It is doubtful whether adding jewels in addition to the ones listed above is really useful in a watch.
It does not increase accuracy, since the only wheels which have an effect on the balance wheel, those in the going train
, are already jeweled. Marine chronometers
, the most accurate portable timepieces, often have only 7 jewels. Nor does jeweling additional wheel bearings increase the useful life of the movement; as mentioned above most of the other wheels do not get enough wear to need them.
However, by the early 20th century watch movements had been standardized to the point that there was little difference between their mechanisms, besides quality of workmanship. So watch manufacturers made the number of jewels, one of the few metrics differentiating quality watches, a major advertising point, listing it prominently on the watch's face. Consumers, with little else to go on, learned to equate more jewels with more quality in a watch. Although initially this was a good measure of quality, it gave manufacturers an incentive to increase the jewel count.
Around the 1960s this 'jewel craze' reached ridiculous heights, and manufacturers made watches with 41, 53, 75, or even 100 jewels.
Most of these additional jewels were totally nonfunctional; they never contacted moving parts, and were included just to increase the jewel count. For example the Waltham 100 jewel watch consisted of an ordinary 17 jewel movement, with 83 tiny pieces of ruby mounted around the automatic winding rotor.
In 1974, the International Organization for Standardization
(ISO) in collaboration with the Swiss watch industry standards organization NIHS: Normes de l'Industrie Horlogère Suisse
published a standard, ISO 1112, which prohibited manufacturers from including such nonfunctional jewels in the jewel counts in advertising and sales literature.
This put a stop to the use of totally nonfunctional jewels.
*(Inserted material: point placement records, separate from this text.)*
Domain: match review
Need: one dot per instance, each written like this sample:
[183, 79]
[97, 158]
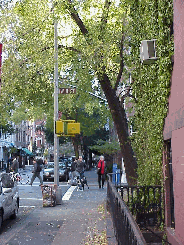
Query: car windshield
[49, 166]
[62, 166]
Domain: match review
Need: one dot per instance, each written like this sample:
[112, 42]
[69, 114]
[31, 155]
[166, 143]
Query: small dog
[81, 183]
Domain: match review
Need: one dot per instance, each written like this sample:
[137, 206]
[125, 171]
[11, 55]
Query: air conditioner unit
[148, 51]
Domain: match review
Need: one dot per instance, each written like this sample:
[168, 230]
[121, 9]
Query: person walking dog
[101, 172]
[36, 172]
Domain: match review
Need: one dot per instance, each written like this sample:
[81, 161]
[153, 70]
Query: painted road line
[68, 194]
[29, 198]
[37, 185]
[27, 206]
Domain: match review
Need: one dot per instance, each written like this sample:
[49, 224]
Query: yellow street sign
[73, 128]
[67, 128]
[59, 127]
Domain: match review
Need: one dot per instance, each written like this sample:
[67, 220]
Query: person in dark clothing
[15, 165]
[36, 172]
[101, 172]
[80, 167]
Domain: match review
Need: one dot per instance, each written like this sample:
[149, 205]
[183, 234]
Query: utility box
[59, 127]
[73, 128]
[148, 51]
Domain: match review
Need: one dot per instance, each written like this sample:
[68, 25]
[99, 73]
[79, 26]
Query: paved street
[79, 218]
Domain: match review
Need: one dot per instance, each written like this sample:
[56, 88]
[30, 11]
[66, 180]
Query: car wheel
[15, 212]
[1, 218]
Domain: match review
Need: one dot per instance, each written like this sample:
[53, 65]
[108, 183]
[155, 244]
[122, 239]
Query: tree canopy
[98, 47]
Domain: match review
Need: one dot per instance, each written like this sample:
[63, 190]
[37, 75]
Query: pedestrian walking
[101, 172]
[36, 172]
[80, 167]
[73, 168]
[15, 165]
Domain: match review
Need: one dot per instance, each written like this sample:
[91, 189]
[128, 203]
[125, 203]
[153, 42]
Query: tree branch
[121, 63]
[62, 46]
[76, 18]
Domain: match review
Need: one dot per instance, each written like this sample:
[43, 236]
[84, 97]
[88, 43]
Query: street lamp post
[56, 139]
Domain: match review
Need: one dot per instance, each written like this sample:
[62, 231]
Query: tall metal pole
[56, 140]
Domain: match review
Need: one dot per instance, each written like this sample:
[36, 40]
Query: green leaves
[151, 85]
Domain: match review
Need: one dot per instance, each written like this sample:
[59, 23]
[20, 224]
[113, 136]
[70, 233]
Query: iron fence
[145, 203]
[127, 231]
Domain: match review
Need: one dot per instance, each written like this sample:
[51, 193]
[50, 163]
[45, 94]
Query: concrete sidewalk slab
[81, 220]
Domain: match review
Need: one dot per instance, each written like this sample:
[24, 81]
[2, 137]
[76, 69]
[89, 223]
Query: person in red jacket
[101, 172]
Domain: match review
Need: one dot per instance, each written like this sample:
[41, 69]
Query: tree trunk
[121, 124]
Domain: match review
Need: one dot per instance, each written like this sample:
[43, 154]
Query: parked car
[9, 197]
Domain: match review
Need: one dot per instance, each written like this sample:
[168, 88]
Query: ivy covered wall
[150, 83]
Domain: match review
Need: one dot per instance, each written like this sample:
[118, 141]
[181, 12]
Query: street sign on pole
[67, 90]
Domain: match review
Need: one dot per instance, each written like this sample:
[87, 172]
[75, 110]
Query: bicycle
[22, 178]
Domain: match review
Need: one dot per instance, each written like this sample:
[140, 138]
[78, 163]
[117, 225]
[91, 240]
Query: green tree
[93, 51]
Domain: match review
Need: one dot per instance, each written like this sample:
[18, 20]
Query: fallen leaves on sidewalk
[96, 236]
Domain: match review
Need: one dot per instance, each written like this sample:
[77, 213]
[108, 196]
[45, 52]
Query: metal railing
[145, 202]
[127, 231]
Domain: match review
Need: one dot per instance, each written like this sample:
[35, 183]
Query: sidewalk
[81, 220]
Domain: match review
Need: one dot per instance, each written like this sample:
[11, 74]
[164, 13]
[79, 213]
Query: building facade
[174, 137]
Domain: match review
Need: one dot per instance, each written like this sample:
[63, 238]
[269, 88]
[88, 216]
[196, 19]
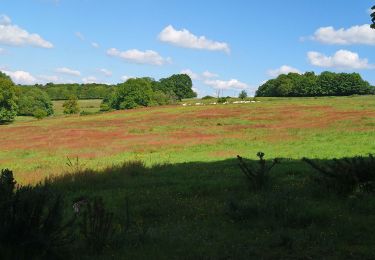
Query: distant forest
[35, 100]
[310, 85]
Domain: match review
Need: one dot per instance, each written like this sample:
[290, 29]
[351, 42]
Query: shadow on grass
[206, 210]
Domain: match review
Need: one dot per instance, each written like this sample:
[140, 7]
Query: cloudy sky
[230, 45]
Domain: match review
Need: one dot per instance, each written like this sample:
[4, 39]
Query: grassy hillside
[181, 193]
[290, 128]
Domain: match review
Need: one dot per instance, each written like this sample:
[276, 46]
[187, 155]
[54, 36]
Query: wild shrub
[257, 176]
[222, 100]
[31, 221]
[348, 175]
[97, 226]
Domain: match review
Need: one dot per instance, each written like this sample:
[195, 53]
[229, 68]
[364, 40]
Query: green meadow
[170, 176]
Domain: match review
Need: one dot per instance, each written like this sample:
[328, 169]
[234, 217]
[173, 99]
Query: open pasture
[290, 128]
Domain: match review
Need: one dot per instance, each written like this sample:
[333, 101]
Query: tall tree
[8, 106]
[71, 105]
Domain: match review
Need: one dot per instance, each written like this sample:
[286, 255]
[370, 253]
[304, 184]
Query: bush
[222, 100]
[309, 84]
[348, 175]
[257, 177]
[8, 106]
[31, 221]
[34, 102]
[242, 95]
[39, 114]
[71, 106]
[97, 226]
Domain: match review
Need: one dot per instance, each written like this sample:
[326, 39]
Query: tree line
[36, 100]
[310, 85]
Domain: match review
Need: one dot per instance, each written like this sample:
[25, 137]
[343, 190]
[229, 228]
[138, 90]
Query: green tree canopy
[71, 105]
[180, 84]
[132, 93]
[242, 95]
[8, 106]
[32, 100]
[309, 84]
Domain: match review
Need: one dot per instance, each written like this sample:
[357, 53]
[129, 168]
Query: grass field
[290, 128]
[182, 199]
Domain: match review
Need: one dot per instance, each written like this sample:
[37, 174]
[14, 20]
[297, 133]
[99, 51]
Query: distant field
[294, 127]
[89, 105]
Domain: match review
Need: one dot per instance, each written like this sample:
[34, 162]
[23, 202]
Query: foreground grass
[188, 198]
[206, 210]
[291, 128]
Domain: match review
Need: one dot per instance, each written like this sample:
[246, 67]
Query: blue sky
[230, 45]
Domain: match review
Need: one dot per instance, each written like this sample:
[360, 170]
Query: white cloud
[13, 35]
[140, 57]
[79, 36]
[230, 84]
[43, 79]
[209, 75]
[125, 77]
[342, 59]
[21, 77]
[89, 79]
[68, 71]
[186, 39]
[191, 74]
[195, 76]
[95, 45]
[285, 69]
[106, 72]
[358, 34]
[5, 20]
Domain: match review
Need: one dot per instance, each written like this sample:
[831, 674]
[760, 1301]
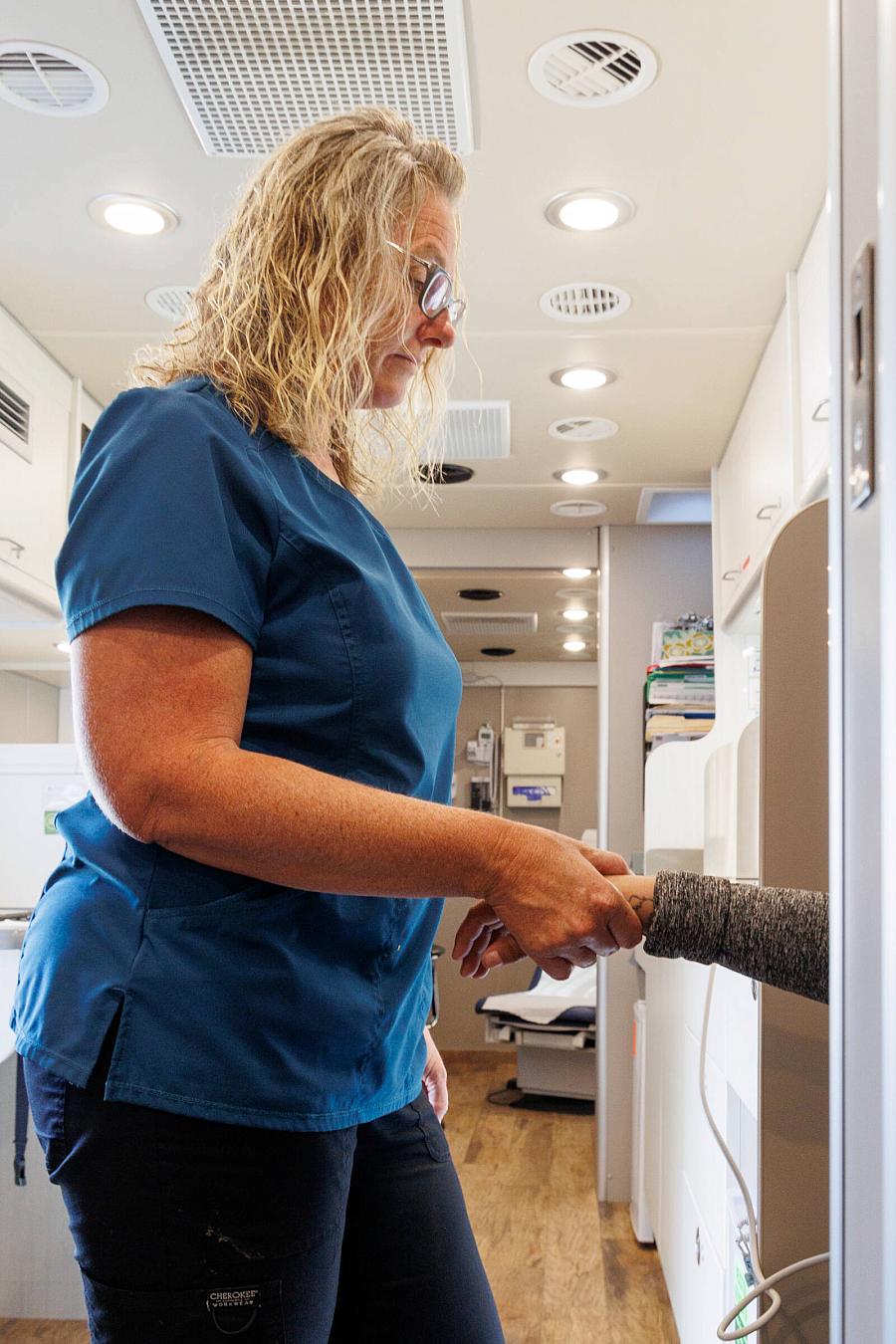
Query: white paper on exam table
[550, 998]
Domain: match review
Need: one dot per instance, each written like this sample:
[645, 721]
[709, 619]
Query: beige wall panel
[29, 709]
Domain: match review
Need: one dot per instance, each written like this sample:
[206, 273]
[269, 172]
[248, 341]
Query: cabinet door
[755, 475]
[696, 1286]
[813, 291]
[34, 475]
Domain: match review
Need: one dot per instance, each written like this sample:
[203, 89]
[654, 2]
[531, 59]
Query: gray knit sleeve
[770, 933]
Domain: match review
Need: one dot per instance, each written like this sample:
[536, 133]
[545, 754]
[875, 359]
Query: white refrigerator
[38, 1275]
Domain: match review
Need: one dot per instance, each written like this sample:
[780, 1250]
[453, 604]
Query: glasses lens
[437, 295]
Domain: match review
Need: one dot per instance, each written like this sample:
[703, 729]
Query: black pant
[188, 1230]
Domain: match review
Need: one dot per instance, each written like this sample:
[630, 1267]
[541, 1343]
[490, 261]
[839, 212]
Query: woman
[774, 934]
[225, 983]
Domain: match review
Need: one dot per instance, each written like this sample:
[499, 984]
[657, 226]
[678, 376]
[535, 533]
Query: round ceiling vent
[50, 81]
[169, 302]
[577, 508]
[583, 429]
[584, 302]
[592, 68]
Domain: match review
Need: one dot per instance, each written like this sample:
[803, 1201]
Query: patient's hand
[483, 943]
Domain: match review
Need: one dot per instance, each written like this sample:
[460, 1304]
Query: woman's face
[394, 361]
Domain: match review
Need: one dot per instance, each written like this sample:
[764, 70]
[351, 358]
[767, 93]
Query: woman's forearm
[778, 936]
[281, 821]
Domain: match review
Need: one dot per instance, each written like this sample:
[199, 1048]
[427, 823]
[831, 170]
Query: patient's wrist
[638, 893]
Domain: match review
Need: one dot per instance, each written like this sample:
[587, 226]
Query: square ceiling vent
[473, 430]
[250, 74]
[675, 506]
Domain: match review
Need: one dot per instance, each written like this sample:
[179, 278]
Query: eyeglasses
[434, 291]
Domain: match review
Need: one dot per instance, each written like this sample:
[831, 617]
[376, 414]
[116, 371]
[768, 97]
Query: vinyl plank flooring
[43, 1332]
[563, 1270]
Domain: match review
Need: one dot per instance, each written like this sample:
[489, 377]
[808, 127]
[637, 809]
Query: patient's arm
[774, 934]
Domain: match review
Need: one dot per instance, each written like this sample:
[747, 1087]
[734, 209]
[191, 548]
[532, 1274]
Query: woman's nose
[437, 331]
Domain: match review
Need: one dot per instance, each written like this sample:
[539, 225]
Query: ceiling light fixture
[581, 378]
[133, 214]
[588, 210]
[579, 476]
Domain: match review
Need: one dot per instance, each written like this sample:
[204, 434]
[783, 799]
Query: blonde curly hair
[301, 283]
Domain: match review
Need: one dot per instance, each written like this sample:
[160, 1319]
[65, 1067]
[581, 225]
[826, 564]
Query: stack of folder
[680, 701]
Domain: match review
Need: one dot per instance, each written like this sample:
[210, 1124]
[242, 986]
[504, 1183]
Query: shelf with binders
[679, 695]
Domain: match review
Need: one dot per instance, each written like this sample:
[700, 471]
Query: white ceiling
[724, 157]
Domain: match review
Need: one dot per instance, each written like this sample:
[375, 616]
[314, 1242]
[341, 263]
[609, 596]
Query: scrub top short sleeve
[168, 510]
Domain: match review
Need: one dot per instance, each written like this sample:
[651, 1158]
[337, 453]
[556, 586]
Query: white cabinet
[34, 465]
[755, 475]
[780, 450]
[813, 295]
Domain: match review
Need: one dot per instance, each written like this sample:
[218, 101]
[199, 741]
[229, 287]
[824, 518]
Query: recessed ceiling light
[579, 476]
[577, 508]
[581, 378]
[133, 214]
[588, 210]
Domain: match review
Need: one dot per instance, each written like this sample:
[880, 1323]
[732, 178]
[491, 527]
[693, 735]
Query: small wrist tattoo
[644, 909]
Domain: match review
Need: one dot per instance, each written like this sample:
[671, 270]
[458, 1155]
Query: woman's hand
[435, 1077]
[484, 940]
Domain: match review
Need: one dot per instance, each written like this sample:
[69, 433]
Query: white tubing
[764, 1286]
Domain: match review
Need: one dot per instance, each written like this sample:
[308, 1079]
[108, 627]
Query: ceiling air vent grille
[581, 429]
[577, 508]
[500, 624]
[15, 421]
[474, 430]
[251, 74]
[592, 68]
[169, 302]
[584, 302]
[50, 81]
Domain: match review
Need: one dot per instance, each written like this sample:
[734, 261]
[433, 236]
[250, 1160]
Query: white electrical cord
[764, 1286]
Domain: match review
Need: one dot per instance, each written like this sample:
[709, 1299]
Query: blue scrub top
[243, 1001]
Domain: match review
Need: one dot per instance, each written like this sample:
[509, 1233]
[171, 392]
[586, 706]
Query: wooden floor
[563, 1271]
However, some experts say manufacturers have continued to inflate the jewel count of their watches by 'upjeweling'; adding functional jeweled bearings to wheels that do not really need them, exploiting loopholes in ISO 1112.
Examples given include adding capstones to third and fourth wheel bearings, jeweling minute wheel bearings, and automatic winding ratchet pawls. Arguably none of these additions adds to the accuracy or longevity of the watch.